In the early 1990s, I began my health care career as a group insurance underwriter. Shortly thereafter, the Clinton administration called for an overhaul of the private system and a move to a government sponsored program. The industry responded with a relentless assault led by pharma, insurers and conservatives against big government.

With the reform's demise, we witnessed the expansion and development of managed care, consumerism, chronic condition management, centers of excellence (catastrophic cases, e.g. cancers), wellness and a host of quality and outcome evaluators. The attention would be shifted from industry waste, discriminatory pricing practices, windfall profits, consolidation and variant clinical quality to the patient and his/her lifestyle, decision making, under-education, addiction and insatiable appetite for pharmaceuticals. A collective industry sigh ensued.

The concepts and rivalries of the 90s reform era lived and breathed through President Obama's ACA and are still adjudicated in the spheres of public and political debate today. What politicians, voters, agents, and the media continue to conflate is the gapping divide between health and care and health care. The health care industry delivers medical goods and services through various delivery systems, financial arrangements, administrators and pharmacies to treat patients; primarily those with health insurance. But, does our system as currently constructed focus on health and effectively deliver the care targeted to maintain and improve health?

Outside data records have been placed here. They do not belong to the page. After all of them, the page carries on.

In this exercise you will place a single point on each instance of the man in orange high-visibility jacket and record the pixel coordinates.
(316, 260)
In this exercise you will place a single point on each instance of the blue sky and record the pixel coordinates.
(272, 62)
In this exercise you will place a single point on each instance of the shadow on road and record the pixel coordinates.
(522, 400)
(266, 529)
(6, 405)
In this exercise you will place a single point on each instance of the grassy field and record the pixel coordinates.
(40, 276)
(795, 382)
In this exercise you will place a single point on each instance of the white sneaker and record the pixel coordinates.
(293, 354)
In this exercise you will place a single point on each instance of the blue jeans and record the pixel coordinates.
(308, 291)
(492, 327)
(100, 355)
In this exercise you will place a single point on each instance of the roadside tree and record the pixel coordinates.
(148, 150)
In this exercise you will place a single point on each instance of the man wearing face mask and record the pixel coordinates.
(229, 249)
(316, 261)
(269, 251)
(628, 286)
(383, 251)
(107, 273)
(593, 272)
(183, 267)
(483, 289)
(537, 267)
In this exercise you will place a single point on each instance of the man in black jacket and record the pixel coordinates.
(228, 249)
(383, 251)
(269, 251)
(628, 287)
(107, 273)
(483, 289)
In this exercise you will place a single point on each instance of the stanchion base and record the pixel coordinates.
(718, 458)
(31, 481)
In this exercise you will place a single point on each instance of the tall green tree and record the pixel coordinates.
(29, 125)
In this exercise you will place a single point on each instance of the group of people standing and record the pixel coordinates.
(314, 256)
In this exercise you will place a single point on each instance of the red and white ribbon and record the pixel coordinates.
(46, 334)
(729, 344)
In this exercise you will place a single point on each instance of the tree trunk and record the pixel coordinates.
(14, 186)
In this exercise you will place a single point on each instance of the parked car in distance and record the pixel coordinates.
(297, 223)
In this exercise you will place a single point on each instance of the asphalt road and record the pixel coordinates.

So, does our system focus on population and personal health and do clinicians establish a health baseline for patients? Or develop guiding principles and objectives for the individual and leverage science, sociology, technology, medicine and behavioral psychology to evaluate health status and build a strategy for maintaining and improving health with appropriate care? Not placing the waste and cost burden on caregivers, I'm simply asking if we are allocating health resources appropriately for improving and maintaining health, or are we experts at effectively delivering care through insurers and provider systems?

Imagine a brief intake with a clinical social worker or pre-care health advocate prior to seeing a caregiver. Someone who'd inquire about your current health. How is your home life? How do you manage your responsibilities? How's your sleep, exercise, diet, addiction and stress? Do you have any health goals? Imagine if our health profile was a living document that chronicled our health history, both goals achieved and areas for improvement. What if our in-taker had a consultation with our caregiver or attended our visit to ensure a full picture of our health was presented?

Uninsured, under-cared, access challenged, and quality outcomes have become the anchor issues for our national health care debate. But health education, partnering, and negotiation with our caregivers and being stakeholders in our health status is overlooked and hit-or-miss.

I pushed back on a second hypertension medication with a commitment to weight loss and exercise with my primary caregiver. I felt armed with reasonable information and endeavored to partner to achieve my health goals. Even our automobiles have service records.

A single payer, Medicare for All health care alternative will not reduce the resources and services consumed by Americans; it will only alter how payments are made. The idea of leveraged purchasing or collective purchasing like a grocery co-op works if we're all consuming the same groceries; and if we have leverage to buy elsewhere or defer purchases. But our health consumption is inelastic. Take the grocery co-op example. If we negotiated orange prices and a sweeter, seedless version became available, we would want it. But we'd compare the price and make a pragmatic decision to consume traditional oranges until our budget changed or we traded out some other consumption. When it comes to our health care, we will not compromise for an acceptable treatment therapy or surgeon when a superior one is available – who would choose an average knee replacement over an excellent one? So, Medicare for All will not stem our health care appetite without Americans collectively changing our culture and preferences to accept less costly and intensive treatments without perceiving sacrifice or rationing. We just don't trust what should be adequate for all while we hear about better options being available.

We have not attacked adequately the health of Americans and the factors acting on the whole individual. We are expert and efficient at delivering health care; but we are inadequate with patient-centric health strategies and encounters that focus on deepening our understanding of patient health.